Furry little prairie voles cuddle when they’re stressed

Furry little prairie voles cuddle when they’re stressed

A new study finds that the tiny little creatures have an adorable coping mechanism.

Prairie voles may seem like just another furry little critter, but they behave very human-like a new study has found.

Researchers found that when their loved ones were stressed, the voles would console them with an extra-long licking, according to a UPI report.

Up until now, scientists had only seen such behavior in dogs, elephants, and dolphins — already very intelligent creatures, at least compared to the vole.

But while lacking in intelligence, voles are very sociable creatures that mate for life, which is what makes them such great subjects for study on social bonding and its evolutionary purpose.

The research, which involved scientiss at Emory University, involved separating relatives and then watching what happens when they put them back together. About half the time, one of the voles was given electric shocks to raise its stress levels.

The researchers noted that the companions of the shocked voles began licking more quickly and for longer than the control group.

In addition, the researchers found that the voles that had not been shocked became stressed themselves when they couldn’t rejoin a stressed relative.

Also, scientists said this didn’t happen when non-relatives were put together. The non-relatives still groomed, but the patterns didn’t change with stress, indicating a higher degree of empathy for relatives.
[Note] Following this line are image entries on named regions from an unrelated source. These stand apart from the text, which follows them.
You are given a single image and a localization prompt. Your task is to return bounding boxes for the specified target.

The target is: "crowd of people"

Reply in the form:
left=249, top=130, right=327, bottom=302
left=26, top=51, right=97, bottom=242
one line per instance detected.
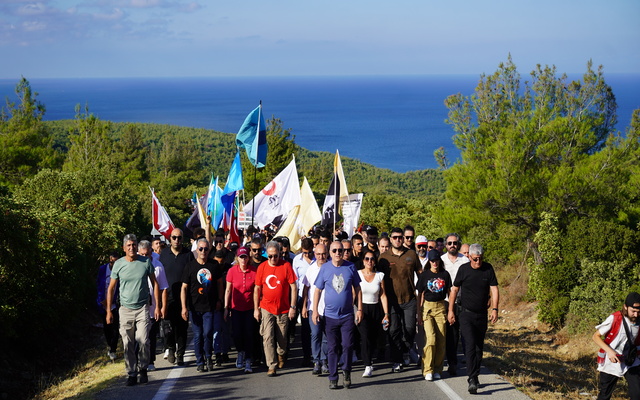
left=97, top=226, right=499, bottom=394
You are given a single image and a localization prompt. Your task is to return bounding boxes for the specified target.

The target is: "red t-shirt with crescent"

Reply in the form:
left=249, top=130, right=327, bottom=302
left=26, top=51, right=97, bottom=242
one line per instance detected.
left=256, top=260, right=297, bottom=315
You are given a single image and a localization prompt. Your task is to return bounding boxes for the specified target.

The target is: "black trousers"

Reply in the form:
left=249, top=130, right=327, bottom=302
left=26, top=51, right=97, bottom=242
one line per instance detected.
left=597, top=366, right=640, bottom=400
left=358, top=303, right=383, bottom=367
left=165, top=301, right=189, bottom=357
left=459, top=308, right=488, bottom=379
left=445, top=302, right=460, bottom=369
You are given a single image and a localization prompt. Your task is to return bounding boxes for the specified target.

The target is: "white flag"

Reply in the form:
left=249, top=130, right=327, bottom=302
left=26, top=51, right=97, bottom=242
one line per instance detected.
left=243, top=157, right=300, bottom=228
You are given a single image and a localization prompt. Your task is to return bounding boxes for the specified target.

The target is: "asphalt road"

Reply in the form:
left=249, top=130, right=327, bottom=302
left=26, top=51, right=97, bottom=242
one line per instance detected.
left=96, top=324, right=529, bottom=400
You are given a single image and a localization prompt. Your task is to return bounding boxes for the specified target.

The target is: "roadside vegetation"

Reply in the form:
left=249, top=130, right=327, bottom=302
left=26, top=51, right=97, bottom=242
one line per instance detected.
left=0, top=58, right=640, bottom=398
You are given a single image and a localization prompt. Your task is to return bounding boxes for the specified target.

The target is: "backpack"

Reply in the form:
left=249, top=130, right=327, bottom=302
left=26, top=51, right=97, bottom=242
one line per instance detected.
left=597, top=311, right=640, bottom=364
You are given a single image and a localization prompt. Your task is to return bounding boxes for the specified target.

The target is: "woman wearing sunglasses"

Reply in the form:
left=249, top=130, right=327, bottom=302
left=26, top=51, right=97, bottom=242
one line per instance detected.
left=224, top=247, right=258, bottom=373
left=358, top=248, right=389, bottom=378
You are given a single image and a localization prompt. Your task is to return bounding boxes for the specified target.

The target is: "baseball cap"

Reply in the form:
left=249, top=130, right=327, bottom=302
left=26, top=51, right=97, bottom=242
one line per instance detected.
left=416, top=235, right=427, bottom=245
In a statement, co-author Larry Young noted that this discovery could shed light on the human brain.

“Many complex human traits have their roots in fundamental brain processes that are shared among many other species,” said Young. “We now have the opportunity to explore in detail the neural mechanisms underlying empathetic responses in a laboratory rodent with clear implications for humans.”

The statement added: “The authors suggest that consoling behavior evolved in the context of prairie voles’ monogamous social structure by tweaking brain systems involved in maternal nurturing, which are present in all mammals.”